Tuesday, November 07, 2006

Feeling Helpless

First of all – yay! – I got the job. I have orientation tonight and start training next week. Which is awesome, since Saturday is my birthday and I have plans for both Friday and Saturday nights but didn’t want to start off the new job saying “by the way…” I’m a little nervous, since I haven’t done any actual waitressing for like, oh, ten years or so, but I’m pretty sure it’s like riding a bike (something else I haven’t done in ten years or so – bad analogy for me, I guess!). In any case, keep your fingers crossed for me, because I need the extra cash to save for a new car. What? Why do I need a new car, you ask?? Next blog, I promise. Because today I have something major on my mind.

I’m sure all of you out there have someone special in your life. Not necessarily a significant other, I’m talking about someone (be it a relative, friend, co-worker, etc.) who you just click with – someone you can talk to about anything, someone you know will ALWAYS be there for you when you need them and vice versa. Someone who can make you laugh when you are pissed off at the world, and someone you can make laugh as well. Someone you just know would never judge you, who you feel so damn comfortable with you know you would be lost without. Maybe you see and talk to that person all the time, maybe not as much as you’d like, but either way, just knowing they are out there is sometimes enough.

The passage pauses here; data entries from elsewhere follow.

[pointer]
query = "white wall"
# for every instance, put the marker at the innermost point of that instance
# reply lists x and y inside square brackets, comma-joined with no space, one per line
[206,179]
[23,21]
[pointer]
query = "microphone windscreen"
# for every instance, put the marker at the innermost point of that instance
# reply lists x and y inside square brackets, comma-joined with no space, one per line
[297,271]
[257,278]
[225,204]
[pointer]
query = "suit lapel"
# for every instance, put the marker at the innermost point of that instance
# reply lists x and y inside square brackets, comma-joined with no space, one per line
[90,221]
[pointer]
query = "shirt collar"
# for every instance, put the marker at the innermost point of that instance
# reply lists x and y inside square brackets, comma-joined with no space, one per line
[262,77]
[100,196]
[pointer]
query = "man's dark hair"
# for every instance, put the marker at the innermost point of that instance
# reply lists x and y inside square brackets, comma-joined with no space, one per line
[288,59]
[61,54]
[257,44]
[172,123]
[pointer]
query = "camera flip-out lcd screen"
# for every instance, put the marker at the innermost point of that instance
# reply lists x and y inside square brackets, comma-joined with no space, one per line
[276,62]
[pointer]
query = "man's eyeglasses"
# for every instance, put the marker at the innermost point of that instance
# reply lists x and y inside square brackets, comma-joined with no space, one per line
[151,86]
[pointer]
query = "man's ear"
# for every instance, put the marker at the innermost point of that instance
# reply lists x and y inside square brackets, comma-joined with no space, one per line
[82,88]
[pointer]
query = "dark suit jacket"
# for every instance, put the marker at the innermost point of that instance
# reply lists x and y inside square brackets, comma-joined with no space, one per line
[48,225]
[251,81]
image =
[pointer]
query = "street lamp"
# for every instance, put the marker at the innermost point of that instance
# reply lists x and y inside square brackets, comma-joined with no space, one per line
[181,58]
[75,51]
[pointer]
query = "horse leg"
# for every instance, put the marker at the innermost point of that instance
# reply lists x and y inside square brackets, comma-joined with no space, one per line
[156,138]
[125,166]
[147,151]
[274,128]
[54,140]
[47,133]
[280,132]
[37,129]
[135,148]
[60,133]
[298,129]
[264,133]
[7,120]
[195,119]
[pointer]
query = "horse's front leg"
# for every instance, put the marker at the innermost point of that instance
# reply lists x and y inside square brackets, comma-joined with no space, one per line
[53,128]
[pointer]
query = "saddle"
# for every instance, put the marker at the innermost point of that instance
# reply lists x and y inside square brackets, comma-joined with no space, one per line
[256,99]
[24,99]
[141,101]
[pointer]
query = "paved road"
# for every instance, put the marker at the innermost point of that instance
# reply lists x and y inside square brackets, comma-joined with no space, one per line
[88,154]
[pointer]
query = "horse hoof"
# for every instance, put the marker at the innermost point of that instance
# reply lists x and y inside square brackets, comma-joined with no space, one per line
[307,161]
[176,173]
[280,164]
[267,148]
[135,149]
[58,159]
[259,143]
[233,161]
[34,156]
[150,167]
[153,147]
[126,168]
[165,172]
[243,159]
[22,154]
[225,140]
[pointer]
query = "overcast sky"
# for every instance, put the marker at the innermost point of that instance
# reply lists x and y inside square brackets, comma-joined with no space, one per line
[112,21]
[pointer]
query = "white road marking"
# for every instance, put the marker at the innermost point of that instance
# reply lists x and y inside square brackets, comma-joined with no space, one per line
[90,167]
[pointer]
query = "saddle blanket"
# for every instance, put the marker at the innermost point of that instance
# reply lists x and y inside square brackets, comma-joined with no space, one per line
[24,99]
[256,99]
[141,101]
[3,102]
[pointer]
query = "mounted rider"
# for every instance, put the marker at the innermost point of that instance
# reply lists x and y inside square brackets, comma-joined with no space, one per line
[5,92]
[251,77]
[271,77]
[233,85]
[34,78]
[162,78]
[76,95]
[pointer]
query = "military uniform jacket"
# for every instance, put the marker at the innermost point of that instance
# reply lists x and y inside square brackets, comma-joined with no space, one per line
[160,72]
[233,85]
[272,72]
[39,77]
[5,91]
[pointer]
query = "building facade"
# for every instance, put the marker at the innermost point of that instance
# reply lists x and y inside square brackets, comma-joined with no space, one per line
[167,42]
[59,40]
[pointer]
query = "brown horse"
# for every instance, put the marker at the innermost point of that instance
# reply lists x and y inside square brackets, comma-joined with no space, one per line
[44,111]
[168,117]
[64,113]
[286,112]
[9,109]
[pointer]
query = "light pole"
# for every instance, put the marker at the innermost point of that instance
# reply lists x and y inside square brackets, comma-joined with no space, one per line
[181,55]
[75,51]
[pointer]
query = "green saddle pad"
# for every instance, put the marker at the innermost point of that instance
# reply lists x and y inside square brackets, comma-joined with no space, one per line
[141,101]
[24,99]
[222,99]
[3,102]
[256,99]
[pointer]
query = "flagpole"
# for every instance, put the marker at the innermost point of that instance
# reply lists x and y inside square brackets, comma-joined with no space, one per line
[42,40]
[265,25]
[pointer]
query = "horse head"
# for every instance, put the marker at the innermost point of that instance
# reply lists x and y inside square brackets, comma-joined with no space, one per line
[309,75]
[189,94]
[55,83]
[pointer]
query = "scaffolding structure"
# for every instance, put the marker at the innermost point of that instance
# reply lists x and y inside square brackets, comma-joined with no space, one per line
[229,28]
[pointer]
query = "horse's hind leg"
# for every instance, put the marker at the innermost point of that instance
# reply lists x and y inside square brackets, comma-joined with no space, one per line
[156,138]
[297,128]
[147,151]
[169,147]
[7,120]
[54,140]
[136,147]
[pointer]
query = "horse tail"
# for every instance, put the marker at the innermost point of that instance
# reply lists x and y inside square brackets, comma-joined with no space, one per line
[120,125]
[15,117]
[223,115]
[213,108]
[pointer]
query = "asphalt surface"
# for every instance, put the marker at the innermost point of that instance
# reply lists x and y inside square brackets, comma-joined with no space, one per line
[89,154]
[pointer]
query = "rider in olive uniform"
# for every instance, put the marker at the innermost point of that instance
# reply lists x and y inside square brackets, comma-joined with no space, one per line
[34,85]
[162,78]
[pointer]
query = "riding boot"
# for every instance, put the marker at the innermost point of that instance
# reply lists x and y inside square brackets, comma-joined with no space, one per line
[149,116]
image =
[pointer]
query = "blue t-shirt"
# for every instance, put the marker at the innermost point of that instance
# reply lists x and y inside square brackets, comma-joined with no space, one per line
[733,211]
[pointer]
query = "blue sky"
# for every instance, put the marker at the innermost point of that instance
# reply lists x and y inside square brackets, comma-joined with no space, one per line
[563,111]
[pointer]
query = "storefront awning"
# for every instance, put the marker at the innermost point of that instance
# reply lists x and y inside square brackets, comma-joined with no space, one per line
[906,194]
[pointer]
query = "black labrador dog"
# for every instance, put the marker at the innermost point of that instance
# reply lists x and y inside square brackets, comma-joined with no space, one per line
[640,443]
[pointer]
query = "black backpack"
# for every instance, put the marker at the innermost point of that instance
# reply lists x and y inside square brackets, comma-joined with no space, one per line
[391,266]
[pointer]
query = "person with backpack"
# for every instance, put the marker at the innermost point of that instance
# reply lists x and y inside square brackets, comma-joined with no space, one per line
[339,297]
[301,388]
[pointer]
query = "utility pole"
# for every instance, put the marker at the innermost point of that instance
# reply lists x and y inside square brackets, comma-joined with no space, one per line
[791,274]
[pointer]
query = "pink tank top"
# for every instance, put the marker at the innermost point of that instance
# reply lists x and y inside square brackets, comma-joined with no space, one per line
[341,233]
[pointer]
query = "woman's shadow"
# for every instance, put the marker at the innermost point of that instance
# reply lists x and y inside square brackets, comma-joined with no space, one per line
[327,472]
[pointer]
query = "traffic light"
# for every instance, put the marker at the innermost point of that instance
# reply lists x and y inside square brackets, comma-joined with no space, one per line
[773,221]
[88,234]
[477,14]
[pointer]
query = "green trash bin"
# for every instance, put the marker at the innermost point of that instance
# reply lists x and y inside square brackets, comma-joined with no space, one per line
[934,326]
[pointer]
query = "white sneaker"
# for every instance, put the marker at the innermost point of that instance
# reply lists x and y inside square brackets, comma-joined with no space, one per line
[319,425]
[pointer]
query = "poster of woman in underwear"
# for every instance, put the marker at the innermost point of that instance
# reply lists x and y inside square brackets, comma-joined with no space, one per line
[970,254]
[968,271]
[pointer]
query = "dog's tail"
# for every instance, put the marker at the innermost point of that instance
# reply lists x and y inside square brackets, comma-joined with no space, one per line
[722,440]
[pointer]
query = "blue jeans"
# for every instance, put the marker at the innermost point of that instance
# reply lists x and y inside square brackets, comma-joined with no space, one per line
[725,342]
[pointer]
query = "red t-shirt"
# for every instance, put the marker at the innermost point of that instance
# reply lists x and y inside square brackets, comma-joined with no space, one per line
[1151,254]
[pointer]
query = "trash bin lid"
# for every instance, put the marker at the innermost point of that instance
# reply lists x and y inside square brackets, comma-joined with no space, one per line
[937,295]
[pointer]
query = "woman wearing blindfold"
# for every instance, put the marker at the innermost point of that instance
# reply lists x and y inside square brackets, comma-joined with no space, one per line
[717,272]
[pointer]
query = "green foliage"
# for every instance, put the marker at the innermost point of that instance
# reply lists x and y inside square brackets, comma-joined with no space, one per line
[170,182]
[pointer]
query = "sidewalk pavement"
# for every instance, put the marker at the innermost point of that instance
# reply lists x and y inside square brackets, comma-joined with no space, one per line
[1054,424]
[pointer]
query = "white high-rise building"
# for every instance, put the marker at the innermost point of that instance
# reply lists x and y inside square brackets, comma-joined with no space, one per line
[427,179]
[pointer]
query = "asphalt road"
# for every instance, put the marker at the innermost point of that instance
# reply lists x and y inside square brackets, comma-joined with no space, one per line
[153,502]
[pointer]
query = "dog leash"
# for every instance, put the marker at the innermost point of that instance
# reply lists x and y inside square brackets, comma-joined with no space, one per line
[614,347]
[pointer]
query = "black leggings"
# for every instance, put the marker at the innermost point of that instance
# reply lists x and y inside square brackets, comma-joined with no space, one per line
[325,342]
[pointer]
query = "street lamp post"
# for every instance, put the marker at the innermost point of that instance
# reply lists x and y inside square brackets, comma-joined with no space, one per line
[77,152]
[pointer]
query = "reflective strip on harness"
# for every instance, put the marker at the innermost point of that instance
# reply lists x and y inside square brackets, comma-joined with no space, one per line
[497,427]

Now imagine that person taking a loaded gun and putting it to their head in a game of Russian Roulette.

I apologize for the harshness of this – but it needs to be said. My someone special (who I know is reading this) is doing just that. And I can’t even bring myself to think of what my life and the lives of the rest of her family and friends will become when she loses the “game.” Which is what it is to her right now. She may not have an actual gun to her head, per se, instead she is messing with her heart. And not in the emotional sense, either. Her doctors have been asking – no, begging – her to have additional tests run… saying she is at risk of a major heart attack or stroke if she doesn’t find out what is going on with her ticker. She’s already had one scare, and I’m so afraid the next one will be much more than just a scare.

Right now, her excuse is that she wants to wait until her husband has his procedure – not too far off, but with the heart, every second counts. And as serious as his procedure is, even the doctors say her condition is much more serious and life-threatening.

But I know what the problem is. She is scared. No, she is terrified. And she should be. Although she shouldn’t be afraid of finding out what is wrong, she should be afraid of what will happen if she doesn’t. I love her so much, it is killing me knowing that she would rather hide than face reality.

And it is pissing me off. Because she is being selfish, too. She is putting her fears ahead of her health and totally disregarding everyone else’s fears – the fear that she will die if she doesn’t listen to the doctor. And you know what? To me, that is just as bad as suicide. If you ignore the medical help being offered and just wait for that one twinge, or that one gasp for breath – you are in essence just slowly killing yourself. And guess what? Been there, done that. Thought about it, tried it, changed my mind. Know why? Because I couldn’t imagine how the people left behind would deal. Yup, conceited me thought my loved ones might be a bit upset at my passing – and thank God I chose that moment to start being a bit more unselfish. When I think of all I would’ve missed had I succeeded twenty-some odd years ago… It gives me the chills. And makes me a lot less tolerant of people who think they don’t matter and would be better off gone.

I don’t know what to say or do to convince her to listen to the doctors, get the tests run – do whatever they say. She is a grown woman and has her own mind and can make her own decisions. But for me, it’s like waiting for the other shoe to drop. I’m waiting for a phone call telling me she is in the ER, or worse, the morgue. And I can’t even imagine dealing with that – now or ever. I know eventually I probably will, but what’s the rush? I’m expecting at least a good twenty or forty more years together – and if we make it much past that, then we can find our cliff.

I love you so much. But dammit – you know you can’t jump without me.

2 comments:

Anonymous said...

My husband had a heart attack which was followed by a double-bypass to save him. He went for a stress test 3 weeks prior to the heart attack and got a clean bill of health. Your friend should consider herself lucky because her doctors have found something that needs intervention. If my husband's doctors had found his problem he wouldn't have the irreversible heart damage from the heart attack that we now have to deal with every single day. Even though the bypass saved him part of his heart is forever damaged requiring many medications to manage his heart disease. Tell your friend that even if she waits, she could be cutting off years of her life when she doesn't have to lose them to something that can be corrected right now. We are in the prime of our life and because of this, I have lost some years of good living just as he has. She needs to fix this now.

Cheryl said...

It's unfortunate and frustrating when we see people acting in a way that isn't in their best interest, but we can't do anything about it. It makes me feel frustrated and powerless and stuck. I am hoping she overcomes her fear.

On another note, congrats on your job! Maybe I will have to make a trip out to Red Lobster.